ライ麦畑で出会ったら(2015年製作の映画)
3.8
『ライ麦畑で出会ったら』
原題Coming Through the Rye.
映倫区分PG12.
製作年2015年。上映時間97分。

1951年の発売以来、青春小説の名作として読み継がれているJ・D・サリンジャーの『ライ麦畑でつかまえて』に魅了された青年の成長を描いた青春映画。
ジェイミー役をアレックス・ウルフ、サリンジャー役をクリス・クーパー、ディーディー役をステファニア・オーウェンがそれぞれ演じる。

69年、ペンシルベニア州。
級友たちともなじめずに孤独な高校生活を送っているジェイミーは、『ライ麦畑でつかまえて』に感銘を受け、この小説を演劇作品として脚色することを思いつく。
しかし、そのためには原作者であるサリンジャーの許可が必要であることを知る。
隠遁生活をするサリンジャーに連絡を取ることは容易なことではなく、ジェイミーは演劇サークルで出会ったディーディーとサリンジャー探しの旅に出ることを決意する。。

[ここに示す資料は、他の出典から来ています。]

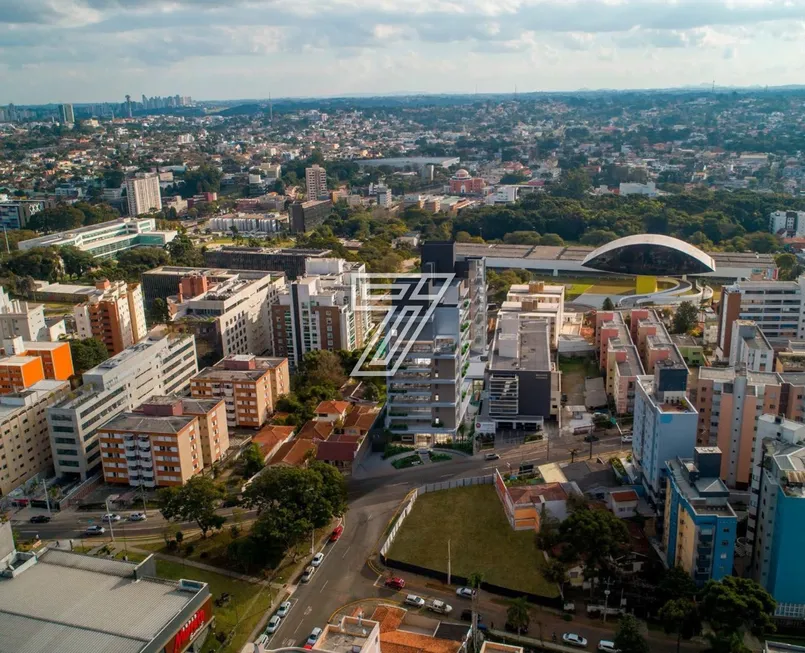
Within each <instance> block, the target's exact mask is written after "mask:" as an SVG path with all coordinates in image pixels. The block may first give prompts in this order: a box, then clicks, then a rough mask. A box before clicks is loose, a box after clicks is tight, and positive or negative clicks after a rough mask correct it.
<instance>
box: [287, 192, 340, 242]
mask: <svg viewBox="0 0 805 653" xmlns="http://www.w3.org/2000/svg"><path fill="white" fill-rule="evenodd" d="M332 208H333V203H332V202H331V201H330V200H328V199H325V200H308V201H307V202H294V203H293V204H291V205H290V207H289V208H288V213H289V214H290V225H291V233H294V234H303V233H306V232H308V231H313V230H314V229H315V228H316V227H318V226H319V225H320V224H321V223H322V222H324V221H325V220H326V219H327V217H328V216H329V215H330V210H331V209H332Z"/></svg>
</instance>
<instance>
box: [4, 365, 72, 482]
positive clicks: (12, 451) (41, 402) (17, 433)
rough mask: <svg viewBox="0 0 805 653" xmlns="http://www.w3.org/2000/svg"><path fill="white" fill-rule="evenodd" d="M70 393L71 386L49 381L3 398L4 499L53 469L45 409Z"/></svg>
mask: <svg viewBox="0 0 805 653" xmlns="http://www.w3.org/2000/svg"><path fill="white" fill-rule="evenodd" d="M69 390H70V384H69V383H66V382H64V381H53V380H49V379H46V380H44V381H37V382H36V383H34V384H33V385H31V386H30V387H29V388H27V389H26V390H22V391H21V392H15V393H12V394H5V395H3V396H1V397H0V454H1V455H0V459H2V464H0V496H5V495H6V494H8V493H9V492H11V491H12V490H14V489H15V488H17V487H19V486H20V485H22V484H23V483H25V482H26V481H28V480H29V479H31V478H33V477H34V476H36V475H37V474H42V473H50V470H51V469H53V452H52V451H51V447H50V437H49V435H48V423H47V418H46V416H45V408H46V407H47V406H49V405H51V404H53V403H54V402H57V401H59V400H60V399H61V398H62V397H64V396H65V395H66V394H67V392H68V391H69Z"/></svg>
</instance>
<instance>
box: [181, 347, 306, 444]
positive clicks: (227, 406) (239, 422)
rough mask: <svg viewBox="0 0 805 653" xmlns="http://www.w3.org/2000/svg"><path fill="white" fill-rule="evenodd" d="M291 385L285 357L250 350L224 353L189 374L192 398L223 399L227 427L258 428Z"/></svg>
mask: <svg viewBox="0 0 805 653" xmlns="http://www.w3.org/2000/svg"><path fill="white" fill-rule="evenodd" d="M290 389H291V379H290V373H289V371H288V359H287V358H263V357H257V356H254V355H252V354H240V355H235V356H228V357H227V358H224V359H223V360H221V361H219V362H218V363H216V364H215V365H213V366H212V367H207V368H205V369H203V370H201V371H200V372H199V373H198V374H196V375H194V376H193V379H192V381H191V383H190V392H191V394H192V396H193V398H194V399H223V400H224V403H225V404H226V422H227V424H228V426H229V427H235V426H243V427H251V428H259V427H261V426H262V425H263V424H265V423H266V421H267V420H268V418H269V417H270V416H271V414H272V413H273V412H274V404H275V402H276V401H277V399H279V397H281V396H282V395H285V394H288V392H290Z"/></svg>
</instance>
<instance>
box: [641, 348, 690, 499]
mask: <svg viewBox="0 0 805 653" xmlns="http://www.w3.org/2000/svg"><path fill="white" fill-rule="evenodd" d="M687 385H688V368H687V366H686V365H685V364H684V362H677V361H674V360H673V359H667V360H663V361H659V362H658V363H657V364H656V365H655V369H654V376H653V378H651V377H645V376H644V377H641V378H640V379H638V381H637V386H636V394H635V405H634V426H633V440H632V463H633V464H634V466H635V469H636V471H637V472H638V473H639V475H640V480H641V483H642V484H643V487H644V488H645V489H646V498H647V499H648V500H649V502H650V503H652V504H653V505H654V508H655V509H656V510H657V511H658V512H662V510H663V509H664V506H665V497H664V494H665V488H666V482H665V474H666V468H665V462H666V461H668V460H674V459H676V458H685V459H687V458H692V457H693V449H694V448H695V446H696V428H697V425H698V420H699V415H698V412H697V410H696V409H695V408H694V407H693V405H692V404H691V403H690V401H689V400H688V398H687V396H686V390H687Z"/></svg>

。

今作品は、現代アメリカの伝説的青春小説であるJ・D・サリンジャーの『ライ麦畑でつかまえて』 (1951年)へのオマージュ、若しくはラブレターっていってもいいかな。
『ライ麦畑でつかまえて』は主人公が さっそうと活躍する青春小説ではない。
その逆で、主人公のホールデン・コールフィールドは自意識過剰で不器用で世間知らずの高校生。

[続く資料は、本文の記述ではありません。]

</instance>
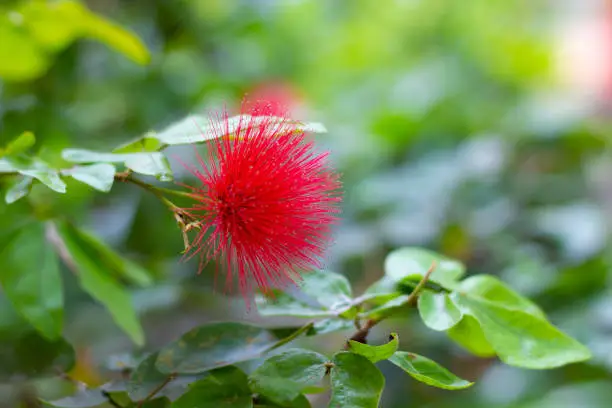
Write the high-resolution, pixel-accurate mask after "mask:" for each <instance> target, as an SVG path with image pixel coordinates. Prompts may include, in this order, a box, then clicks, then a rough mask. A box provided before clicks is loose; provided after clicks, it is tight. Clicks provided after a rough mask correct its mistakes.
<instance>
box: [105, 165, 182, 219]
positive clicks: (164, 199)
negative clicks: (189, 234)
mask: <svg viewBox="0 0 612 408" xmlns="http://www.w3.org/2000/svg"><path fill="white" fill-rule="evenodd" d="M115 179H117V180H119V181H123V182H126V183H132V184H135V185H137V186H139V187H141V188H143V189H145V190H147V191H149V192H151V193H153V194H155V196H156V197H157V198H159V199H160V200H161V201H162V202H163V203H164V204H165V205H166V206H167V207H168V208H170V209H171V210H175V209H177V208H178V207H177V206H176V205H175V204H174V203H173V202H172V201H170V200H168V199H167V198H166V197H164V194H171V195H175V196H179V197H183V198H193V195H192V194H191V193H187V192H184V191H176V190H171V189H169V188H163V187H157V186H154V185H152V184H149V183H146V182H144V181H142V180H139V179H136V178H134V177H132V176H131V175H129V174H128V175H125V176H122V175H116V176H115Z"/></svg>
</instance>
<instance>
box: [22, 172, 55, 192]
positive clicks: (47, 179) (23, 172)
mask: <svg viewBox="0 0 612 408" xmlns="http://www.w3.org/2000/svg"><path fill="white" fill-rule="evenodd" d="M19 173H21V174H23V175H24V176H30V177H34V178H35V179H37V180H38V181H40V182H41V183H43V184H44V185H46V186H47V187H49V188H50V189H51V190H53V191H56V192H58V193H65V192H66V183H64V182H63V181H62V179H60V177H59V174H58V172H57V171H56V170H52V169H45V170H37V169H23V170H19Z"/></svg>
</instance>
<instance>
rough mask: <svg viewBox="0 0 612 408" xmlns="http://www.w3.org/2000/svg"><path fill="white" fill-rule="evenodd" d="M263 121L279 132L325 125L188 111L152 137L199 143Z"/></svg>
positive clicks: (253, 127)
mask: <svg viewBox="0 0 612 408" xmlns="http://www.w3.org/2000/svg"><path fill="white" fill-rule="evenodd" d="M263 125H265V126H267V127H269V126H276V130H277V131H278V132H279V133H282V132H288V131H294V130H301V131H304V132H313V133H325V132H327V129H325V126H323V125H322V124H320V123H302V122H298V121H287V119H284V118H280V117H274V116H250V115H238V116H232V117H230V118H220V119H217V118H205V117H203V116H199V115H191V116H187V117H186V118H184V119H182V120H180V121H178V122H176V123H174V124H172V125H170V126H168V127H167V128H166V129H164V130H162V131H160V132H159V133H157V134H155V138H157V139H158V140H159V141H161V142H162V143H164V144H168V145H179V144H192V143H202V142H206V141H209V140H212V139H215V138H218V137H223V136H226V135H233V134H235V133H236V132H237V131H241V132H244V131H246V130H247V129H250V128H257V127H261V126H263Z"/></svg>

しかし、その挫折体験と鋭い大人社会批判が時代を超え若者たちの共感を呼んできた。
監督も感動した一人やったんやろな。高校時代に 『ライ麦畑でつかまえて』を舞台化する許可を得ようと著者のサリンジャーとの接触を試みた。
しかし、サリンジャーは世間の過剰な関心や詮索を逃れて、隠遁生活に入っていた。
監督は誰にも無理といわれながら、トライを繰り返し、サリンジャーに会うことに成功する。
監督は、自分がハーバード大学に入学できたのは、謎の場所で謎の生活を送っていたサリンジャーを見つけて、話をしたという経験の珍しさのおかげといっている。
今作品は、ある意味、その実体験に基づく自伝的なものであるかな。
余談ながら、『ライ麦畑でつかまえて』の舞台化、映画化の権利は、スティーブン・スピルバーグをはじめ多くの人が獲得しようとしたそうやけつあだ、サリンジャーはかたくなに拒み続けた。
しかし、サリンジャーは、自分がホールデン・コールフィールドを演じる舞台を考えていたが、実現しなかった。サリンジャーは2010年に亡くなり、死後の権利の買い取りを検討したこともあったが、現在もその動きはないって残念なことっすわ。
個人的に求めてるんやとは思いますが、物語、つながり、温かさ、ユーモアが、今作品には感じられ、それは魅力的で、面白く、痛烈で、美しいものでした。
また、登場人物、風景、ストーリー、俳優を楽しみましたし、面白い瞬間、痛快な瞬間、サスペンスフルな瞬間、もやもやする瞬間がある善き作品でした。